When they reached their chairs, they both sat down, looking at each other through the frame, as if at a painting. She gave him a little smile, which he acknowledged by removing his hat. In turn, she pulled from her coat pocket a deck of cards. She selected one card, seemingly at random, and turned it toward him. It showed an old sage with a stick, and below it, in English, was written “The Hermit.” She then pulled another card, this one in Spanish. It read “El Corazon.” It was his turn to smile. He recognized it from the lotería. The next card was “La Pera,” and he recalled the tree from the ill-fated mural she had proposed. She saw the recognition in his face, and her shoulders relaxed. Then his shoulders relaxed. Somehow, he found himself now imitating her, unintentionally but naturally. Varo reached under her chair and lifted a small goblet. Taking the hint, Dr. Chavez did the same. Again, he found himself mimicking her — how simply she had cast her spell. She took a sip. He took a sip. He tasted jasmine and habanero, and other flavors he could not name. And then, finally, Varo spoke.
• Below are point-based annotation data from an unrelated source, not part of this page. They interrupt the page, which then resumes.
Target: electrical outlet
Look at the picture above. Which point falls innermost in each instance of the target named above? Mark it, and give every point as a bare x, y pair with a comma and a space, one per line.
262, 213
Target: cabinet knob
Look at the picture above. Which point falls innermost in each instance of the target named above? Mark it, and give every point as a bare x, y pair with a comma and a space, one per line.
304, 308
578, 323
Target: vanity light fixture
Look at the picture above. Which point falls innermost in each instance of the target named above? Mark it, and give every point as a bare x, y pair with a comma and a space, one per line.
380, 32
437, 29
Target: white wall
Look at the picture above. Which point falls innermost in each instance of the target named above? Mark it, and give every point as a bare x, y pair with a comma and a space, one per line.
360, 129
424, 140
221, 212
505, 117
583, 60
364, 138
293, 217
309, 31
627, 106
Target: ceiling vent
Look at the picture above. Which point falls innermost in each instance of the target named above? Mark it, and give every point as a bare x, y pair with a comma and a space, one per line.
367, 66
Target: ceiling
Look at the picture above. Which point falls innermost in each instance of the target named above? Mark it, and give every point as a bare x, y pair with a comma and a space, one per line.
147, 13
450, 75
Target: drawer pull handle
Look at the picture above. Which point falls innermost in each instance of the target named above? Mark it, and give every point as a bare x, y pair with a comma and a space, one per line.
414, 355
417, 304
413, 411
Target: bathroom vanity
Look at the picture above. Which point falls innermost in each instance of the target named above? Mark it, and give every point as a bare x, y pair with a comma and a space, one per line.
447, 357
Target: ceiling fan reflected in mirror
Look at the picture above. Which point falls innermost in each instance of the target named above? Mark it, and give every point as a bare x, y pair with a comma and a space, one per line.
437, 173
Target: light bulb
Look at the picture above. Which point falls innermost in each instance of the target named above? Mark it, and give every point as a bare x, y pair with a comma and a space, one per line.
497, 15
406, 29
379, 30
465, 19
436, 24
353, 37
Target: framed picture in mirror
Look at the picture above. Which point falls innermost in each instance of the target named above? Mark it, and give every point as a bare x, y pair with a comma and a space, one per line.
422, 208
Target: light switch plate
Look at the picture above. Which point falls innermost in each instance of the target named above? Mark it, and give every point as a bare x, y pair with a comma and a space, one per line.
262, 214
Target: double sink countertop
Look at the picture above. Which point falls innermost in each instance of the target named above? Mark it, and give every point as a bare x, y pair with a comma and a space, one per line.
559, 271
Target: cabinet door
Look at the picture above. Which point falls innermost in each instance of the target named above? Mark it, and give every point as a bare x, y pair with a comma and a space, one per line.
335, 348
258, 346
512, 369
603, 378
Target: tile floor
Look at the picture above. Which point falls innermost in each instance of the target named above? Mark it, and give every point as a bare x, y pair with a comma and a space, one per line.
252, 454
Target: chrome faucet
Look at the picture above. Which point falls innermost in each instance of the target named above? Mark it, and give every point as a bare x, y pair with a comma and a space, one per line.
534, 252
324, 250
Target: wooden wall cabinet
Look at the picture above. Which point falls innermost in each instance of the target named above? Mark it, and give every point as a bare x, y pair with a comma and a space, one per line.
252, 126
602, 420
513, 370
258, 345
Years later Dr. Chávez would still tell this story, and years after he passed away his daughter would herself keep the tale circulating. How he had come home from that first, and it turned out only, portrait seating in something of a daze. His wife had been prescient: Varo did ask questions to inform the painting. But the couple hadn’t prepared the right answers. How does one prepare an answer to a question like, “How many scoops of stars are appropriate for a cake recipe calling for a bushel of wishes and ten clothespins?” Or, “Which species of bird are you least likely to allow your eldest son to apprentice with?” Or, at one point, a string of nonsense syllables that suggested Varo had, momentarily, been possessed.
And yet when the completed painting was delivered, it was exactly as Dr. Chávez had imagined, as if Varo had transcribed one of his dreams. The seating had felt, in retrospect, like he was having his fortune told, and in the painting Varo had indeed laid a clear path for him. She had depicted him holding a key and inserting it into the chest of what he took to be one of his patients. When Dr. Chávez’s daughter hung the work in his office at the hospital, she also presented to him a tiny tin key, and the key would rest alongside the foot and the heart until the day he died.